Written by Serge Gainsbourg, Comment te dire adieu will be covered, with a dance rhythm, by Jimmy Somerville, the former leader of Bronski Beat, twenty years later.
In 1994, the group Blur invited her on their title To the end (The comedy).
“It’s the time for love, the time for friends, and for adventure…”, a song from 1962, also appears in the soundtrack of the film Moonrise Kingdom (2012) by Wes Anderson.
No surprise, then, to see American rap legend Chuck D (Public Enemy) pay tribute to the woman whose records have brought joy to “rhythm scouts in the United States”.
Françoise Hardy was not simply a delicate voice or half of an intriguing celebrity couple that she formed with Jacques Dutronc.
She was also the ambassador of French and pop elegance internationally, a “feminine ideal” for Mick Jagger, a fantasy figure for Bob Dylan or David Bowie.

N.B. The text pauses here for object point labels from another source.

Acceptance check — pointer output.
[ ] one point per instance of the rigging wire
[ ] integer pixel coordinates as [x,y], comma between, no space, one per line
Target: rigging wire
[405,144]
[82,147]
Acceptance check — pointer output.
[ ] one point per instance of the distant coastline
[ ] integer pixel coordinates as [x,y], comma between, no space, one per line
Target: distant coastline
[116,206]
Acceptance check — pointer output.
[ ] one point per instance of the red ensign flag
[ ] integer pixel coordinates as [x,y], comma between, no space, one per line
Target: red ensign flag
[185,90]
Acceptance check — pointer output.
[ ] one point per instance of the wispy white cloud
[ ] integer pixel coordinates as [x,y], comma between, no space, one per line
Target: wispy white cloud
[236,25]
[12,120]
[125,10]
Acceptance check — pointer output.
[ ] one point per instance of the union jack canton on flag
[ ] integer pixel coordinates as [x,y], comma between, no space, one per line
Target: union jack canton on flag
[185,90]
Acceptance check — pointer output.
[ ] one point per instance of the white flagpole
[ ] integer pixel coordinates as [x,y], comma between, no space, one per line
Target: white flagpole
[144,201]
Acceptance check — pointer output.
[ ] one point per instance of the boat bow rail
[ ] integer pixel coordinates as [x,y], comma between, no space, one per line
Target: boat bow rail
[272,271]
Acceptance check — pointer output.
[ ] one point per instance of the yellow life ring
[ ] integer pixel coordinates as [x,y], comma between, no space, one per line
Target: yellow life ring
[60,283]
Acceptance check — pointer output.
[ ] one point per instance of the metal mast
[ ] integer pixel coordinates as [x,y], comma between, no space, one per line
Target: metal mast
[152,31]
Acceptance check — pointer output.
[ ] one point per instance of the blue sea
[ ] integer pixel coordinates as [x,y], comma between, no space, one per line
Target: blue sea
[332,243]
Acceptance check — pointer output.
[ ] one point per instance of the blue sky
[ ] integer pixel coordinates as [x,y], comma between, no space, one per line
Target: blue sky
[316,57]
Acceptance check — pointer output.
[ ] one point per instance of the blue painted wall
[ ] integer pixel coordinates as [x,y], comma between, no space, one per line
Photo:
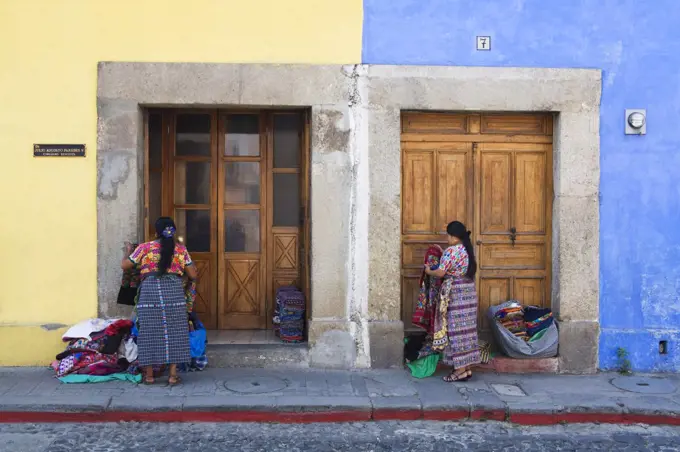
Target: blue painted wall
[637,45]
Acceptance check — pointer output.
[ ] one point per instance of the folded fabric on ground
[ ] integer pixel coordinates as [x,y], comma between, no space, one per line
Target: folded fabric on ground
[77,378]
[289,314]
[109,347]
[537,319]
[86,328]
[424,367]
[511,318]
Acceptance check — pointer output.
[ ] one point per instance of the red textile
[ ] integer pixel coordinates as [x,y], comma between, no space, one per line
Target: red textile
[117,326]
[423,313]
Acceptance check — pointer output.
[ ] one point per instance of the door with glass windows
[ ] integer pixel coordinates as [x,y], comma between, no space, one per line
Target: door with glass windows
[236,185]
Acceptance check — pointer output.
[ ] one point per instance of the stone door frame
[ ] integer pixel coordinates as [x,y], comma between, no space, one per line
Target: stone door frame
[355,153]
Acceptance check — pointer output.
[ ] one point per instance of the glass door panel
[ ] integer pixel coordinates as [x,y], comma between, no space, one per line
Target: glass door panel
[242,180]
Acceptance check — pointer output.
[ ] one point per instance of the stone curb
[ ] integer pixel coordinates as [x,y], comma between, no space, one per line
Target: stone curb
[291,409]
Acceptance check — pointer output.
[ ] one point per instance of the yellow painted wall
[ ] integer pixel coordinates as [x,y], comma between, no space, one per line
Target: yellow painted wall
[48,67]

In the carefree sixties, his melancholy stood out. Her androgynous physique and her restraint moved away from the shapes and exuberance of Brigitte Bardot (89 years old today). She foreshadowed the slender models who would soon invade the catwalks.
A fashion muse without ever wanting to be, the singer will perfectly wear futuristic slatted dresses by Paco Rabanne.
Her bangs (she later sported a boyish cut) made the front pages of magazines. The artist was first photographed in France by her boyfriend at the time, Jean-Marie Périer, and internationally by the famous William Klein.
His great love story was then called Jacques Dutronc (81 years old today), who also just shook up the charts with Et moi, et moi, et moi (1966). They will have a child, Thomas, himself a singer.
But their relationship is a source of disillusionment because of the distance that the dandy of French song puts.
This bittersweet married life will permeate all of his work, from Personal Message, a huge success from 1973, composed with Michel Berger, to Nobody Else, title of the last eponymous album in 2018.
Despite their separation, without divorce, a real bond still united him with Jacques Dutronc.
Françoise Hardy, for whom singing was not natural, quickly abandoned the stage.
This astrology enthusiast, born under the sign of Capricorn, spoke frankly about her cancer. And the idea of the end.
“Death is only that of the body, which is of a material essence. When dying, the body releases the soul which is of spiritual essence. But the fact remains that the death of the body is a considerable ordeal and I dread it as much as everyone else,” she confided to AFP.